3. Identifying fees. Statement details must enable consumers to identify the specific fee. For example:

i. Institutions may use a code to identify a particular fee if the code is explained on the periodic statement or in documents accompanying the statement.

ii. Institutions using debit slips may disclose the date the fee was debited on the periodic statement and show the amount and type of fee on the dated debit slip.

4. Relation to Regulation E. Disclosure of fees in compliance with Regulation E complies with this section for fees related to electronic fund transfers (for example, totaling all electronic funds transfer fees in a single figure).

6(a)(4) Length of period.

1. General. Institutions providing the beginning and ending dates of the period must make clear whether both dates are included in the period.

2. Opening or closing an account mid-cycle.

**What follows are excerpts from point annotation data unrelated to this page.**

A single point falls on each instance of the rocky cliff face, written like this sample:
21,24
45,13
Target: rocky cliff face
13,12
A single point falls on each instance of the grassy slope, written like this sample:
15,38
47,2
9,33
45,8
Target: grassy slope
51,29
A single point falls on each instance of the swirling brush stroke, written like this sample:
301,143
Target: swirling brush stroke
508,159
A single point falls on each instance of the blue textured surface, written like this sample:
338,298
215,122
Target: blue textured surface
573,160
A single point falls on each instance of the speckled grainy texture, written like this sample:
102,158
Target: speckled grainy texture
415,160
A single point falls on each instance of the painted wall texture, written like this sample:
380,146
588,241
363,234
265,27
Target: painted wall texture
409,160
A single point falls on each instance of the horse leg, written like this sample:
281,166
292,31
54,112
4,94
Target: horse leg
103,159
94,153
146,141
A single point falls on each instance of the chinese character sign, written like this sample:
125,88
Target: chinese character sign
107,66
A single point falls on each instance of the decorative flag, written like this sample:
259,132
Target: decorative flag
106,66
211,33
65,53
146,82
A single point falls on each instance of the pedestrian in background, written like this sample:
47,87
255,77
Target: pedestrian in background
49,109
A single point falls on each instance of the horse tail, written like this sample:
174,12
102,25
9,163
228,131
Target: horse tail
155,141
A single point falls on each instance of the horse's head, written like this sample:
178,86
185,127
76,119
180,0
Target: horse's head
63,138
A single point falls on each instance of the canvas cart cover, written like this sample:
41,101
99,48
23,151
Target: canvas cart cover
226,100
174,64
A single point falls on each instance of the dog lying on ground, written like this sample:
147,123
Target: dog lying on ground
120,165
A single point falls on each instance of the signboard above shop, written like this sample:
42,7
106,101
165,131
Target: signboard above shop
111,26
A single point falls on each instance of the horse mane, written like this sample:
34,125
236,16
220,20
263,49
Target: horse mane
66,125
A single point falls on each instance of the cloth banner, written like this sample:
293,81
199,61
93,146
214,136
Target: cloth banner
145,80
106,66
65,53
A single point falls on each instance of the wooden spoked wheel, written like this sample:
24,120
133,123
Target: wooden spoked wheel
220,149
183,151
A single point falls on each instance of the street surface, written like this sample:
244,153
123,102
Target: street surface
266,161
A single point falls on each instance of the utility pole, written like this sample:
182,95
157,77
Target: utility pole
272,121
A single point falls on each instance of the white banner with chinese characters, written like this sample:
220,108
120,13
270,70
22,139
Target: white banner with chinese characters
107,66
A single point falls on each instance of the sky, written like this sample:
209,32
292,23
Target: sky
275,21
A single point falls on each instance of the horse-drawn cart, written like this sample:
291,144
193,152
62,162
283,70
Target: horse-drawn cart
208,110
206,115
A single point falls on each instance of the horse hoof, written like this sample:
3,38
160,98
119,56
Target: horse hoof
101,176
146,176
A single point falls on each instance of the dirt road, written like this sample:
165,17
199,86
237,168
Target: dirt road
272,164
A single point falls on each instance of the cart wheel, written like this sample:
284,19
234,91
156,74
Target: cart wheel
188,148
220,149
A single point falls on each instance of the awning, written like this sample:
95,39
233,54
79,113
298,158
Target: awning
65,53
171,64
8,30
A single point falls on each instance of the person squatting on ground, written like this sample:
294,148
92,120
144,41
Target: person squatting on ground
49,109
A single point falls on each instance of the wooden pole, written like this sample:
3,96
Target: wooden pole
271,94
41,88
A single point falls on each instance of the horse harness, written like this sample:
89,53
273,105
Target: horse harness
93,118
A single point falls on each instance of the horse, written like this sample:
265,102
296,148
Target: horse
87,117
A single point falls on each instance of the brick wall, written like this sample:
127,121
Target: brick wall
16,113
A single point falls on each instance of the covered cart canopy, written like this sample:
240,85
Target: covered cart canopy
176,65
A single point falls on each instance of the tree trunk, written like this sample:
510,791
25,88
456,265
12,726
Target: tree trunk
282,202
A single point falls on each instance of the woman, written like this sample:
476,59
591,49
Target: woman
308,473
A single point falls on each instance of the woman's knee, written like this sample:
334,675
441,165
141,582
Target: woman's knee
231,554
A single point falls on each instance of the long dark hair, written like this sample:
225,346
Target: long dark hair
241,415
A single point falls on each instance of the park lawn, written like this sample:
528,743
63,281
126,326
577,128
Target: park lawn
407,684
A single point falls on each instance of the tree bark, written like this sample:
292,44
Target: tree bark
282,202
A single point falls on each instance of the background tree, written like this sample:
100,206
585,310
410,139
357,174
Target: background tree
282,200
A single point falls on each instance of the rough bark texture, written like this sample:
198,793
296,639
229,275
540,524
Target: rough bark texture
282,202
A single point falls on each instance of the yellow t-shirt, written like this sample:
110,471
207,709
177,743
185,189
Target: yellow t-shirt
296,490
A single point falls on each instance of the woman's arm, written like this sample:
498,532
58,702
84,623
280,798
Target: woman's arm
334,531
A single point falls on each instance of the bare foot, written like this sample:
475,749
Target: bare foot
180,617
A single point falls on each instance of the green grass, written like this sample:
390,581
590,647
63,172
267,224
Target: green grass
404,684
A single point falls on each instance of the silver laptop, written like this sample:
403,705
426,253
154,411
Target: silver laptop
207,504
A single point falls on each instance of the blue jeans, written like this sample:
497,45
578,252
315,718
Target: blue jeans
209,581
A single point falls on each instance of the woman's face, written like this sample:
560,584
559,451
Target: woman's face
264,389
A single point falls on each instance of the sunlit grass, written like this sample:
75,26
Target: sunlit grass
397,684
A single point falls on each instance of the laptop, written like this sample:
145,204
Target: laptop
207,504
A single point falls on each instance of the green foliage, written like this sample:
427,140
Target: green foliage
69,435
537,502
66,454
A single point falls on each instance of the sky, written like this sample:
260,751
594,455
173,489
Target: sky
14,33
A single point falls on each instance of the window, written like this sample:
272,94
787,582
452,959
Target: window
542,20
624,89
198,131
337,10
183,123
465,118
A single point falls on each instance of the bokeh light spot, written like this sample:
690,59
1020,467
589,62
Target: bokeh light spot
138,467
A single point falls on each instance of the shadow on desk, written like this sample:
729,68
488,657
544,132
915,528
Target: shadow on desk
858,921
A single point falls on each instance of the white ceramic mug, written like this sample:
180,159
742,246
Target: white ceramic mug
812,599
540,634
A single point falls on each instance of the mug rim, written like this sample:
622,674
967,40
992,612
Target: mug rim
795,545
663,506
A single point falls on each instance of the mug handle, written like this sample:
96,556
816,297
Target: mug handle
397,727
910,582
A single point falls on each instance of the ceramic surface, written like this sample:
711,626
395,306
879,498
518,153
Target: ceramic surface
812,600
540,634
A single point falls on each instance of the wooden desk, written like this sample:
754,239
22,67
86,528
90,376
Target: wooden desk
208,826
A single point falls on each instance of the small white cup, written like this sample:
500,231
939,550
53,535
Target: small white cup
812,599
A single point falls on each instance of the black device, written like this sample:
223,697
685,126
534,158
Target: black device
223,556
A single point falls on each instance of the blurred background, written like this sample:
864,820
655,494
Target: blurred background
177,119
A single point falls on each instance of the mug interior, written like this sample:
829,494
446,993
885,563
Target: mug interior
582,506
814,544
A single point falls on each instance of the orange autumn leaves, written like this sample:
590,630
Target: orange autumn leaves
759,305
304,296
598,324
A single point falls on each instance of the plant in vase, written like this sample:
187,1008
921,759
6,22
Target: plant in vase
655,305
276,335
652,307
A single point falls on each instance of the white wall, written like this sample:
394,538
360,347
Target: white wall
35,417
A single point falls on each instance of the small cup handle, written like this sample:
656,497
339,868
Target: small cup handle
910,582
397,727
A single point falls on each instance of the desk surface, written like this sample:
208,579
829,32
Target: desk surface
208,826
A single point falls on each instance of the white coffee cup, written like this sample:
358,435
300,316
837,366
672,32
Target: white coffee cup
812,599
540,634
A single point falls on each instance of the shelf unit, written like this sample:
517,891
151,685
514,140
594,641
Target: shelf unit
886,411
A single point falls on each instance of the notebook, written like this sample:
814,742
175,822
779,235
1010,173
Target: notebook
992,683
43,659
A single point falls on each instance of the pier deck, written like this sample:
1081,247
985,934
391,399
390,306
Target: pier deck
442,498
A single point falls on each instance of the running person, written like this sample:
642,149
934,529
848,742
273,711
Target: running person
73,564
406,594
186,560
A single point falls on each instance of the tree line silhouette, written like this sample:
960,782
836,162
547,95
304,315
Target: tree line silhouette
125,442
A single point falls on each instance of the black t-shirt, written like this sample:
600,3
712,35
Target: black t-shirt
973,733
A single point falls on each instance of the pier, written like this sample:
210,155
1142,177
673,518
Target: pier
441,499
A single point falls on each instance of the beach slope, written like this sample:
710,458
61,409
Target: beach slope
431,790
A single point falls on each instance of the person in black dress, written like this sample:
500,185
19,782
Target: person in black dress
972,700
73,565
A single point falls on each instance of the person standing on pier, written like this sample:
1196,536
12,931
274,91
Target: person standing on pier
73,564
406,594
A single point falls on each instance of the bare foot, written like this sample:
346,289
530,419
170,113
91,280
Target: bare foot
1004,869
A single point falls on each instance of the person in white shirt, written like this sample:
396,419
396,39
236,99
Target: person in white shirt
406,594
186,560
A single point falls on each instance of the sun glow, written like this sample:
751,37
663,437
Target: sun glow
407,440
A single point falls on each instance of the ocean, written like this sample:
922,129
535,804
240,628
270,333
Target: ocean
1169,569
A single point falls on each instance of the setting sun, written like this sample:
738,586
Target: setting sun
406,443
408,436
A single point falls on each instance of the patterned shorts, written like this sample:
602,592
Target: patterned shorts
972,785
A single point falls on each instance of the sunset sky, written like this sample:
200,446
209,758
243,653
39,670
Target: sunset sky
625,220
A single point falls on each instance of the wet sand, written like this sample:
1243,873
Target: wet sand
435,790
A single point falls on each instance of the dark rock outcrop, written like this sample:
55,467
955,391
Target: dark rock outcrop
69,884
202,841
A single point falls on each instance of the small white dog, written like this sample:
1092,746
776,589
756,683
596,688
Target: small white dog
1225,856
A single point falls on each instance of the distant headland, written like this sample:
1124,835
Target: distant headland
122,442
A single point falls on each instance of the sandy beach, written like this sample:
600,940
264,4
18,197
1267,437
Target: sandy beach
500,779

If an account is opened or closed during the period for which a statement is sent, institutions must calculate the annual percentage yield earned based on account balances for each day the account was open.

6(b) Special rule for average daily balance method.

1. Monthly statements and quarterly compounding. This rule applies, for example, when an institution calculates interest on a quarterly average daily balance and sends monthly statements. In this case, the first two monthly statements would omit annual percentage yield earned and interest earned figures; the third monthly statement would reflect the interest earned and the annual percentage yield earned for the entire quarter.

2. Length of the period. Institutions must disclose the length of both the interest calculation period and the statement period. For example, a statement could disclose a statement period of April 16 through May 15 and further state that “the interest earned and the annual percentage yield earned are based on your average daily balance for the period April 1 through April 30.”

3. Quarterly statements and monthly compounding. Institutions that use the average daily balance method to calculate interest on a monthly basis and that send statements on a quarterly basis may disclose a single interest (and annual percentage yield earned) figure. Alternatively, an institution may disclose three interest and three annual percentage yield earned figures, one for each month in the quarter, as long as the institution states the number of days (or beginning and ending dates) in the interest period if different from the statement period.